Leishmaniasis, Cutaneous and visceral leishmaniasis (Oriental Sore and Kala-azar)

Leishmaniasis

Sample for Leishmaniasis

1. Prepare a smear from the lesion of the patient.
2. Spleen, tissue or aspirate, and  (FNA) of lymph nodes.
   1. Splenic puncture.
   2. Nasal smears.
3. Bone marrow aspirate.
4. Culture from the above samples.
5. Buffy coat of peripheral blood.

Indications for Leishmaniasis

1. This helps in the diagnosis of Cutaneous Leishmaniasis or oriental sore.
2. For diagnosis of visceral leishmaniasis.
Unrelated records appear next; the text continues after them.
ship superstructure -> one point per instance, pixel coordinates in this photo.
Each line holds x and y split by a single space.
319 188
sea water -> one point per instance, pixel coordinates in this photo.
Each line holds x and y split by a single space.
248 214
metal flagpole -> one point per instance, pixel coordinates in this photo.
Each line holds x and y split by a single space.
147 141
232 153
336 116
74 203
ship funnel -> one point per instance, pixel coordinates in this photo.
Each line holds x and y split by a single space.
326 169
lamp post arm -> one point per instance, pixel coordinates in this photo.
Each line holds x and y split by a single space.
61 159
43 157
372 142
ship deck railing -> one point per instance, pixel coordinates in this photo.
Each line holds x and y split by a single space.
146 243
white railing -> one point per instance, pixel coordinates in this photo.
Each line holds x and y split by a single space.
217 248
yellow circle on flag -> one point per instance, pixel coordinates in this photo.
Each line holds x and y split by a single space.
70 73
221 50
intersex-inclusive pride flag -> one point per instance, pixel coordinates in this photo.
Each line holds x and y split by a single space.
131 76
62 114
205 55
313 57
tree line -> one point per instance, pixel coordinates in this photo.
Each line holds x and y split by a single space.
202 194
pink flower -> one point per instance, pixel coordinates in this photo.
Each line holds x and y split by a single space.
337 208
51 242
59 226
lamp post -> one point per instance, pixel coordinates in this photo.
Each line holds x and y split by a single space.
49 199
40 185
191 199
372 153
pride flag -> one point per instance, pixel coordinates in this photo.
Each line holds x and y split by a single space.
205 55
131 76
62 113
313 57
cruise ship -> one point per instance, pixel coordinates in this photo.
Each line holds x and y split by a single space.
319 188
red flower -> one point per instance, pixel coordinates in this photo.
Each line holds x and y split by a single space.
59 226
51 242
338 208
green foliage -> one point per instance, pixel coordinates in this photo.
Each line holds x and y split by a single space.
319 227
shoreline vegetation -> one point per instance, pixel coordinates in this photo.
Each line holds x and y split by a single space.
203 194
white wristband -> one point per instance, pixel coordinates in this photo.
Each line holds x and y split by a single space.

Pathophysiology of Leishmaniasis

1. Leishmaniasis is caused by a protozoan of the genus Leishmania, which causes many syndromes.
2. The sandfly transmits cutaneous Leishmania (CL).
3. Genus of protozoa comprising parasites of worldwide distribution.
   1. It is best known in the Middle East, and also occurs in the Far East. It is not seen in Japan.
   2. It is seen in various areas of Africa, Central, and South America, the Island of the Caribbean, and occasionally the European side of the Mediterranian area.
4. Several species of which are pathogenic to humans. All species are morphologically indistinguishable.
5. These are divided into the Clinical syndrome they produce:
   1. Visceral (Kala-Azar).
   2. Cutaneous (Localized or widespread).
   3. Mucocutaneous.
6. Leishmania is classified into :
   1. L. donovani.
   2. L. tropica.
   3. L. Mexicana.

Summary of the Leishmania life cycle:

1. Leishmania is zoonotic and carried by rodents, dogs, and foxes transmitted to humans by the bite of sandflies (Phlebotomus).
2. From the sandfly bite, promastigote invades phagocytic cells (macrophages) and transforms into nonmotile amastigotes.
3. Amastigotes multiply in the macrophagic cells of lympho nodes, spleen, liver, and bone marrow.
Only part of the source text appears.